There are some other things that have come to mind, so here they are too.
For keeping tidy - bins! Lots of bins everywhere. I have mini bins on the kitchen worktop and hang a bin bag off the corner of a drawer when prepping food, so the rubbish goes straight in to that.
Not that there is always much rubbish. You can clean new carrots and new potatoes with one of those green scouring pads you use for scrubbing pans - preferably one kept for the purpose.
I also use big plastic tubs - sold as garden tubs or horse feed tubs - for carting stuff from A-B. They can be kicked along the floor easily, or nudged with my stick. They are more stable than washing baskets but serve this purpose, as well as doing things like carting parcels from the postman/Amazon delivery bloke.

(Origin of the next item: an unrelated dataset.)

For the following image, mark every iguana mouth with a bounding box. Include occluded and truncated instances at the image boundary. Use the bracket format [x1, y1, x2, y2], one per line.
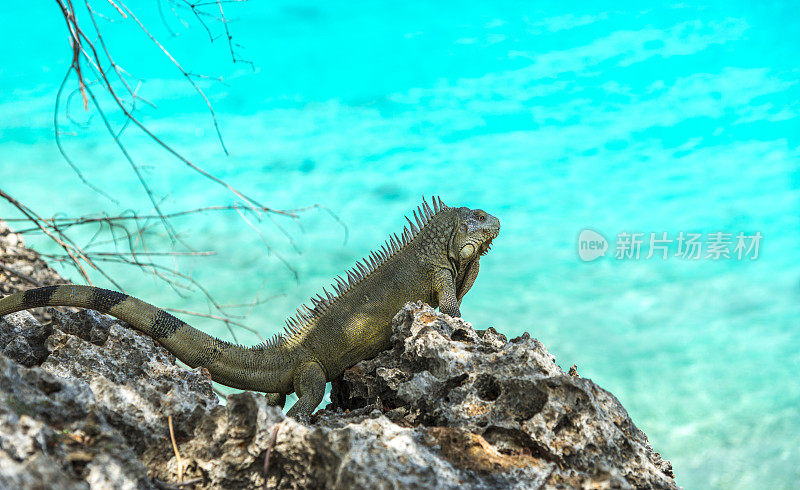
[479, 237, 494, 256]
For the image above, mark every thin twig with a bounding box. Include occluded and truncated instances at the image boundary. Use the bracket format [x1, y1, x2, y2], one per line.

To have small items about my person, I use a waist pack/waist belt. I also use this when I go shopping, I put my debit card, cash and any other cards I think I may need in to this. My favourite pack has a pocket for a water bottle and is bright green, so keeps me visible on the trike.
A word about my trike. I can still cycle and do so regularly for knee health, he is without question, my favourite possession and the only inanimate thing that I can say that I truly love. I wish more people would consider using a trike rather than a mobility scooter. I often see scooters laden with shopping and bags threatening to fall off at the next set of pelican crossing bumps.
I have a deep box on the trike's luggage rack and karabiner clips attached to the springs of my saddle so that bags piled in the box won't fall off.
My other tip is for getting stuff up and down stairs safely. I have a cross bodied handbag that transports a lot of little things, up to the size of a magazine or book. For other items I often pop them in one of my backpacks. My stairs are a trial so I like to keep both hands free to haul myself up them and the backpack enables this.
A backpack always comes shopping with me too, to hold my jacket if I get warm. It also holds light, bulky items like bags of kale, multipacks of crisps, boxes of cereal, loaves of bread, boxes of tissues, etc coming home (and my empty reusable shopping bags on the outward journey).